With a new CEO, Craig Leavitt, and new  narrowed focus to one label only, Kate Spade (KATE) can embrace potential for further positive growth. The company recently changed their name from former name, Fifth & Pacific Companies after selling off Lucky Brand Jeans.
Michael Kors on the rise

Michael Kors' last quarter was remarkable as it grew sales by 59% and income by an even greater margin of 77%. Kors earned $230 million on a little over $1 billion in revenue. Furthermore, Kors only has 9% of the luxury handbag market. The company has an excellent opportunity to eat away at Coach's larger share of 22%.
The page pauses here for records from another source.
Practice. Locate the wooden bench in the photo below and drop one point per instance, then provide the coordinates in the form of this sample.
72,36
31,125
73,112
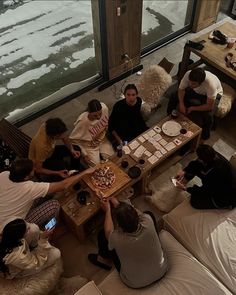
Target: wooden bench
17,140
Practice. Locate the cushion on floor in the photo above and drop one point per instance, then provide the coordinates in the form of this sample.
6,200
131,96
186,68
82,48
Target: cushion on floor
186,276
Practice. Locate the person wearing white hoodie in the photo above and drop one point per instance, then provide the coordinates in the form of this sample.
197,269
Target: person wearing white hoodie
19,258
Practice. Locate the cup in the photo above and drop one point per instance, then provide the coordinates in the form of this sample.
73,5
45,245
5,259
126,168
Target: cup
174,114
124,164
119,151
141,161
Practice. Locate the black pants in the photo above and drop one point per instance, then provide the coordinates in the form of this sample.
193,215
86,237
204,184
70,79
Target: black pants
57,162
203,119
104,251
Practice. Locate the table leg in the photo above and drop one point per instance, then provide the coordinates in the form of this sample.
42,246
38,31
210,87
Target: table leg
184,62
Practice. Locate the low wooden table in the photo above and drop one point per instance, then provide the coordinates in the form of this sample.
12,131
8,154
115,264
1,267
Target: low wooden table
212,54
76,215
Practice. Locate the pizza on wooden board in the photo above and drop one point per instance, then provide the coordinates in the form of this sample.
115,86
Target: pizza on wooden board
103,178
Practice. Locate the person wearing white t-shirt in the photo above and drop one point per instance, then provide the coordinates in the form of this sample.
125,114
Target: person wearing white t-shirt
21,197
197,95
89,133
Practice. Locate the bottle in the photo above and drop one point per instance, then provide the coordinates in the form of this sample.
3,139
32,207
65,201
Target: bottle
119,150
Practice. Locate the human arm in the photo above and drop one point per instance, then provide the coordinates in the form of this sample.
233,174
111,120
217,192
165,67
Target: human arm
108,222
181,94
68,144
39,169
66,183
208,106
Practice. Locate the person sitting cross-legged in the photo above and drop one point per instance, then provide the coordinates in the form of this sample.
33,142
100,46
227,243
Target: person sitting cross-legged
27,199
89,133
216,176
198,94
134,247
48,157
126,121
18,258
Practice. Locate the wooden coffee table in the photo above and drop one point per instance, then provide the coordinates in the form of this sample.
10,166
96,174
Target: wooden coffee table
212,54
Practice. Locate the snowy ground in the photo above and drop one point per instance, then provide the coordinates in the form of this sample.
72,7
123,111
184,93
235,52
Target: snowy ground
46,45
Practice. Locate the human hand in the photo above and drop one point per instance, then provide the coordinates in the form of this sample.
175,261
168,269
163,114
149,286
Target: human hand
180,185
114,201
47,233
189,110
63,173
89,170
105,204
75,154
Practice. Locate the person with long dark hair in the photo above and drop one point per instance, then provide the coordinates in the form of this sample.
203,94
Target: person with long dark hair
18,258
126,121
215,173
90,133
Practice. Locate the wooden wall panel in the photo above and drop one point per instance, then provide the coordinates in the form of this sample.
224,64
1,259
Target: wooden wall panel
123,34
205,14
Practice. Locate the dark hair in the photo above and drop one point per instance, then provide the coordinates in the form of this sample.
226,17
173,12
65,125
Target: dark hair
131,86
20,169
12,234
206,153
197,75
54,127
127,217
94,106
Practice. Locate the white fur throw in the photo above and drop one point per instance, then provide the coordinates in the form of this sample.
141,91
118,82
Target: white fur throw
165,195
39,284
226,101
152,84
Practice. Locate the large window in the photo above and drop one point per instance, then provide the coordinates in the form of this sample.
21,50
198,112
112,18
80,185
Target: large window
162,19
45,46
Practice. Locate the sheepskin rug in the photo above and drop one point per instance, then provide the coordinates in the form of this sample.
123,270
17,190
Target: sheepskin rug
39,284
165,195
152,84
226,101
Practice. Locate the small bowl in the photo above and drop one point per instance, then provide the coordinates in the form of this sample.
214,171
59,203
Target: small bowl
124,164
77,186
183,131
82,197
134,172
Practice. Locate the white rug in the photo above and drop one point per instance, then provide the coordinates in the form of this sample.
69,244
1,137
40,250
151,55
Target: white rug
165,195
224,149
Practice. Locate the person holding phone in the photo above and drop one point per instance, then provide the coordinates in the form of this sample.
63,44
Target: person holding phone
27,199
17,258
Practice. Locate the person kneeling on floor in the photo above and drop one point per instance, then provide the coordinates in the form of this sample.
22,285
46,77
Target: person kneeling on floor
18,258
134,247
216,176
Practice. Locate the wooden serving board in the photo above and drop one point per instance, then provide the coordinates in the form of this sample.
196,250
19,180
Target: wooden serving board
121,179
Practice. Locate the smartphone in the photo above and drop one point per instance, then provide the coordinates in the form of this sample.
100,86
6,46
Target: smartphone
51,224
174,181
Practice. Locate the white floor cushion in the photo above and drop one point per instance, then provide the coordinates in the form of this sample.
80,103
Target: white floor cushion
210,235
186,276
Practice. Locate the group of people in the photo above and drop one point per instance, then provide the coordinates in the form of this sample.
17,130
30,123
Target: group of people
129,238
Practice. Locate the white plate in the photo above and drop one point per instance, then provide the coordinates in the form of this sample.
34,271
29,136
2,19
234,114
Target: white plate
171,128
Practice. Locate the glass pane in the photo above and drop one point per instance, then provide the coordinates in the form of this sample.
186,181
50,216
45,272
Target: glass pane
45,45
163,18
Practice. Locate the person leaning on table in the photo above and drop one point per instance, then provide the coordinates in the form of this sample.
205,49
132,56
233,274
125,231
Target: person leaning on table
126,121
27,199
216,176
134,247
47,156
198,94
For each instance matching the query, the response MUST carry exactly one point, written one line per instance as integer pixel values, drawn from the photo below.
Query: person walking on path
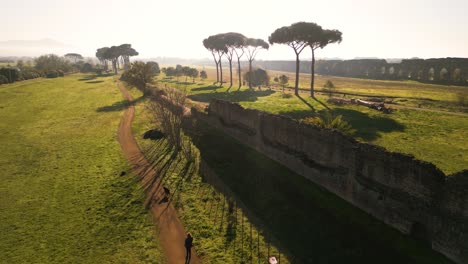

In comparison with Kate Spade, Kors is in a better position financially as it carries no debt and has a cash account of over $800 million. Conversely, Kate Spade has a little less than $400 million in debt and just shy of $100 million in cash. On a valuation basis, Kors trades at almost half of the P/E multiple of Kate Spade, 32 versus 57.

Also, Michael Kors is expanding into new products and markets in a recent deal with Luxottica Group. The two companies are introducing a Michael Kors eye-wear collection that will debut in early 2015. Michael Kors is also working to capture more share of the growing men's luxury business in addition to its bread-and-butter business of women's luxury fashion.